Objective: To determine if antenatal variables affect the risk of spontaneous intestinal perforation (SIP) among preterm infants when prophylactic indomethacin is used.
Study design: Retrospective case-control study of infants <29 weeks gestational age (GA) between January 2010 and June 2018 at one hospital. SIP was defined as acute abdominal distension and pneumoperitoneum without signs of necrotizing enterocolitis at <14 days of life. Each case (n=57) was matched with two controls (n= 114) for GA and birth year. Maternal and infant data were abstracted until the SIP or equivalent day for controls. Univariate analyses were followed by adjusted conditional logistic regressions and reported as odds ratio and 95% confidence interval (CI).

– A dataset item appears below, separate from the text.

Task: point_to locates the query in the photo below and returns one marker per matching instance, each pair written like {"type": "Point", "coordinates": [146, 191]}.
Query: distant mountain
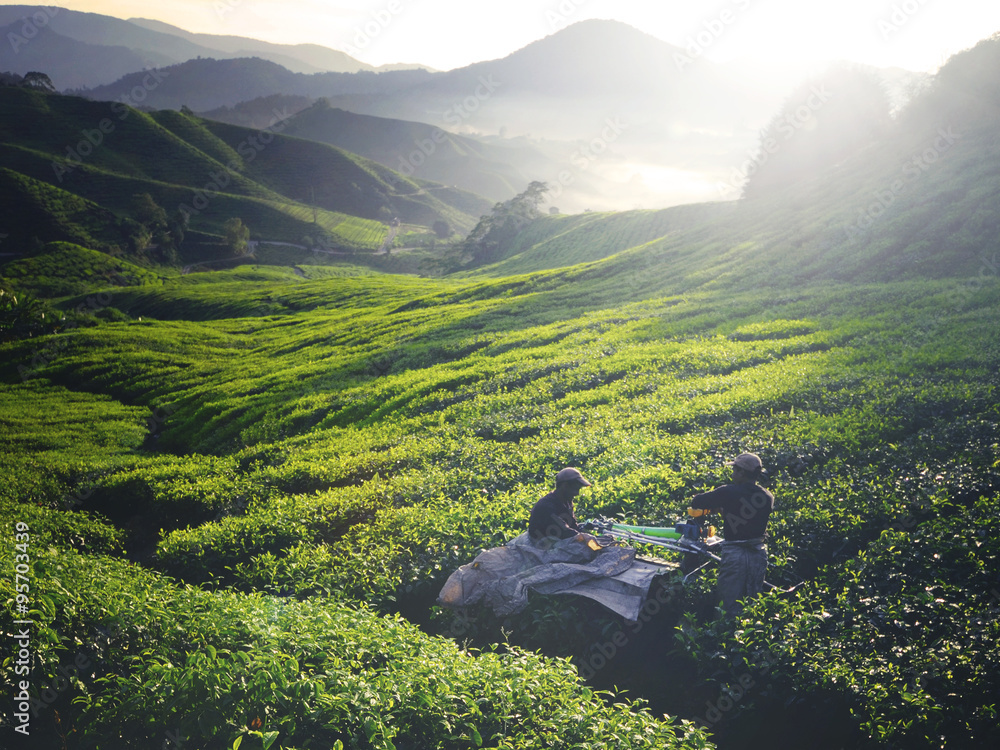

Results: Mothers of cases were younger, more often delivering multiples (31% vs 14%, P = .007), and less abruptions (15% vs 29%, p=0.045) but did not differ in intra-partum betamethasone, magnesium or indomethacin use. Prophylactic indomethacin was given on day 1 to 99% of infants. SIP was associated with a shorter interval from last betamethasone dose to delivery (46h vs 96h, p=0.01). Dopamine use (14% vs 4% p=0.02), volume expansion (23% vs 8%, p=0.003), and high grade IVH (28% vs 8%, p=0.0008) were related postnatal factors. The adjusted odds of SIP increased by 1% for each hour decrease between the last dose of betamethasone and delivery (OR 1.01, 95% CI, 1.002-1.019) and with multiple births (OR 2.66, 95% CI, 1.05-6.77).
Conclusions: Antenatal betamethasone given shortly before delivery is associated with an increased risk of SIP. Potential interaction with medications such as post-natal indomethacin needs study.